Friday, March 28, 2008

The Jews and the Civil War

The largest ethnic group fighting for the Confederacy during the Civil War was the Jews. It is estimated that 10,000 fought for the South. This included first through the third generations, and many old Jewish families from both the Sephardic and the Ashkenazic branches of Judaism. Jews had lived in Charleston, South Carolina since 1695. By 1800 the largest Jewish community was here. The oldest synagogue in America was in that city—Beth Elohim. By 1861, a third of all Jews in America lived in Louisiana.

It was stated by one Rabbi that only in the South were the Jews afforded such an opportunity to be completely equal. To show respect, General Robert E. Lee allowed Jewish soldiers when possible to celebrate all holy days. Unfortunately, Generals Grant and Sherman issued anti-Jewish orders.

One of the most respected officers for the South was General Abraham Myers, an 1832 West Point graduate and classmate of Lee. The city of Fort Myers was named after him. Another Jew, Major Adolph Proskauer of Mobile, Alabama, was wounded several times.

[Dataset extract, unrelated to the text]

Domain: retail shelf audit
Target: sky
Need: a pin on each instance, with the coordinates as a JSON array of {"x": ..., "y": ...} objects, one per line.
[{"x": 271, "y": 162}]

One officer said of him: "I can see him now as he nobly carried himself at Gettysburg, standing coolly and calmly at the head of the 12th Alabama amid a perfect rain of bullets, shot, and shell. He was the personification of intrepid gallantry and imperturbable courage."

From North Carolina, six brothers from the Cohen family fought in the 40th Infantry. The first Confederate Jew killed in the war was Albert Lurie Moses of Charlotte. All-Jewish companies were formed from about six Confederate cities.

Many Jews became renowned after the war. Moses Jacob Ezekiel became a world famous sculptor. Judah Benjamin was the first Jewish senator and later declined a seat on the Supreme Court. He was educated at Yale. During the conflict he became the Confederacy attorney general. Physician Simon Baruch from Germany, became the surgeon general of the South. He received his medical degree from the Medical College of Virginia. If a band struck up "Dixie," Dr. Baruch would jump up and give the Rebel yell! He let loose the yell even in the Metropolitan Opera House! His son Bernard became one of the most successful financiers of the twentieth century. He became an adviser to presidents from World War I to World War II and became a confidant of President Franklin Roosevelt.

Today there is very little left of the "Jewish South." Most do not know of the contribution that large community played during those troubled times.